Andaba Sergei dándole vueltas en la cabeza el tema de vivir en pareja. Había oído decir que así se estilaba en algunas sociedades evolucionadas. Pero él comprendía que la grandeza de la civilización china reposaba en una estructura familiar organizada.
-Sergei, --le dijo un día el Maestro, mientras paseaban junto al río--, a ti lo que te ocupa es cómo desahogar esa fuerza que sientes contenida, y no tanto el deseo de fundar una familia.
-Maestro, ¿cómo voy a ocultarte las contradicciones que siento? Por una parte, esto del celibato que imponen algunas sectas está claro que es una estructura de poder, aparte de encaminar respetables tendencias que no en todas partes son admitidas.
-Lo malo, --dijo pensativo el Maestro--, es que, por no admitirlas dentro de un orden, a veces, se convierten en abusos de los que son víctimas los más débiles.
-Tú dices que cada persona es dueña y responsable de su cuerpo.
-Exacto. Pero ser dueño no significa hacer cualquier cosa. Como en el matrimonio, uno se puede casar con quienquiera, pero no con cualquiera.
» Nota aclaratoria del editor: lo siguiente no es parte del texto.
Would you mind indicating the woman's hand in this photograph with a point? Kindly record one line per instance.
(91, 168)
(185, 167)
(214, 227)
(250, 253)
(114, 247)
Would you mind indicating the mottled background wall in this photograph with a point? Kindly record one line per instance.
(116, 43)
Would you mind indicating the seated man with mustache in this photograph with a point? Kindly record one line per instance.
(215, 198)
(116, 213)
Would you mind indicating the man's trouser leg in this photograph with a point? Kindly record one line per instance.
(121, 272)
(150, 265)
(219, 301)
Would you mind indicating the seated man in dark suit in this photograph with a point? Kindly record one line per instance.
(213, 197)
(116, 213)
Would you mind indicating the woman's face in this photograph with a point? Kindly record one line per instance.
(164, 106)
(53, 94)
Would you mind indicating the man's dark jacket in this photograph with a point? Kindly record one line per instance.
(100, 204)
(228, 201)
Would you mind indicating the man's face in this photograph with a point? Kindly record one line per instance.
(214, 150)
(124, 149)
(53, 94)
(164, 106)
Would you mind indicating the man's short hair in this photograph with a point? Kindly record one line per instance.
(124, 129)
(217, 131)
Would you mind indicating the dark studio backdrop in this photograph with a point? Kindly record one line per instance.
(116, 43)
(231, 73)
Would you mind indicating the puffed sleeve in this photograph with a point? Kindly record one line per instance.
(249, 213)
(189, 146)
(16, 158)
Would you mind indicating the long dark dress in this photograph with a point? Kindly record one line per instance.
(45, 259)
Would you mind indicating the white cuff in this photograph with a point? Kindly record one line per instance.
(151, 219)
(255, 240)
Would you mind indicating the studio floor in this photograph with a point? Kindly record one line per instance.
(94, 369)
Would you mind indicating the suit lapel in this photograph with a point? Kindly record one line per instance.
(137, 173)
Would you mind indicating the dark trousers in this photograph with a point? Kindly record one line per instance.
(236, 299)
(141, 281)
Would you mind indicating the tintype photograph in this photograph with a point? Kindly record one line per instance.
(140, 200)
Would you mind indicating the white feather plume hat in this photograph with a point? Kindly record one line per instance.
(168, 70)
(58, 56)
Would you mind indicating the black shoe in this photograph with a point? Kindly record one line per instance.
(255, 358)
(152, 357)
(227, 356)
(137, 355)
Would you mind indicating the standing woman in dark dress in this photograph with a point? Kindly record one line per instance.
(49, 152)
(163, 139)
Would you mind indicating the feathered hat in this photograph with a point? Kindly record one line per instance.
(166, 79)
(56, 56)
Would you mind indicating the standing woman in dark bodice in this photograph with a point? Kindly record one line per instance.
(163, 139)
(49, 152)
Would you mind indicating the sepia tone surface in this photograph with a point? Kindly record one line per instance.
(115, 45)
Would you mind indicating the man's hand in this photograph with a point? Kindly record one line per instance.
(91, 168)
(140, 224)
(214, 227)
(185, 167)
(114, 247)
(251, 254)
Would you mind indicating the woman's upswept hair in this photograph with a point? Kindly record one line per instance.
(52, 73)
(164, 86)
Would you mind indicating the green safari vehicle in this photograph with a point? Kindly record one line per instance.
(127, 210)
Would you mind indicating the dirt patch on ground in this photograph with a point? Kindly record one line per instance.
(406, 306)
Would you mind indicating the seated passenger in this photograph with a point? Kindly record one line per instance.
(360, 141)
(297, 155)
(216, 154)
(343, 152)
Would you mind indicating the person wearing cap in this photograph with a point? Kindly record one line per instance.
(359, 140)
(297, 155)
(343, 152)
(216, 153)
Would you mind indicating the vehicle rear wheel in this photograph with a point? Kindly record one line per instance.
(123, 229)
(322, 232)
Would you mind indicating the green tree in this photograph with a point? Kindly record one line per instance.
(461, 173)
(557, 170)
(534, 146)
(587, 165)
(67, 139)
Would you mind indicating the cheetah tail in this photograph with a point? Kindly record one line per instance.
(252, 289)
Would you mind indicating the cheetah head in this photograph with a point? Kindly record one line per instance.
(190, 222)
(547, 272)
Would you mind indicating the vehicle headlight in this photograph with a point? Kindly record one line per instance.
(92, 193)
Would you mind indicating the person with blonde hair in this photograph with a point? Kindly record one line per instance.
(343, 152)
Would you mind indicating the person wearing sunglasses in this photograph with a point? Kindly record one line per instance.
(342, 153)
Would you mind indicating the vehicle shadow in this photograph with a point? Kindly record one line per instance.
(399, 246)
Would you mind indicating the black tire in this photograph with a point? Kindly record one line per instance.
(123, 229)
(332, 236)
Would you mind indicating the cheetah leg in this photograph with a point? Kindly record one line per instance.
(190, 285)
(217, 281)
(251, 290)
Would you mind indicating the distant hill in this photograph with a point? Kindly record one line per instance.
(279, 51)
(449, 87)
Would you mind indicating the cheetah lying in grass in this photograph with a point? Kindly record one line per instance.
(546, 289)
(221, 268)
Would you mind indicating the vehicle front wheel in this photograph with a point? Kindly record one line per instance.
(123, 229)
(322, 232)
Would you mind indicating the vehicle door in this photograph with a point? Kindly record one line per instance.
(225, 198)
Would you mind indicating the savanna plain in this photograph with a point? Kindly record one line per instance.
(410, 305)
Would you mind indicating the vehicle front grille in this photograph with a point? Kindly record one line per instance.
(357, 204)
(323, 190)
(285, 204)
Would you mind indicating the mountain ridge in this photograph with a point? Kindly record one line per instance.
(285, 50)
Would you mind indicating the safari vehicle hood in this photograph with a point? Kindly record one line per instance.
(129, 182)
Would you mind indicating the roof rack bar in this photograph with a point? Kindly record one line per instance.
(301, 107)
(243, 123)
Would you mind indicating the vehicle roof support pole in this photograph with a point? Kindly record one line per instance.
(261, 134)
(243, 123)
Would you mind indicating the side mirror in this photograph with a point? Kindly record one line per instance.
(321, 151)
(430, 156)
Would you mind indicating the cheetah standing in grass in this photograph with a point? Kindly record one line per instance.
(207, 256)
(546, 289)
Si fuera para aliviarse, aquí o allá, hay que guiarse sobre todo por los sentidos; respetando el no hacer daño a otro. Pero, para el matrimonio es menester utilizar la cabeza tanto como los sentimientos. Uno se casa para crear un hogar, fundar una familia, construir una comunidad de afectos. Es decir, para facilitar la mutua autorrealización, que libera, y no la ego realización, que encadena.
-¡Lo ponen tan difícil que a ver quién se casa!
-Por eso, el Rabí Jesús dijo aquella expresión hiperbólica que luego sus secuaces tomaron como norma e instituyeron el celibato obligatorio. (¿No has leído el delicioso libro de Uta Ranke Heineman Eunucos por el Reino de los Cielos?)
-Algo nos has contado, pero yo sigo con lo de formar pareja. Es que, veo a algunas que te echan para atrás.
-Escucha este cuento, liebre corredora: Había una pareja de intelectuales que se habían casado hacía unos meses, ambos trabajaban y eran muy autosuficientes. Para ellos era como prolongar la relación de camaradería y de intercambio de fluidos que llevaban practicando. Pero, al poco de vivir juntos, no paraban de discutir y de distanciarse. Vivían como encadenados agresivos. Por eso decidieron visitar a un consejero con una fama acorde con sus elevados honorarios.
-¡Menudo consejero! --exclamó Sergei, a quien no se le escapaba ninguna.
-¡Escucha!, liebre testosterónica, --prosiguió el Maestro--, el terapeuta les dijo que “la pareja perfecta es aquella en la que dos se convierten en uno”. Cuando oyeron aquellas palabras, exclamaron aterrados y al unísono: “¡Convertirse en uno! Pero, ¿en cuál de los dos?”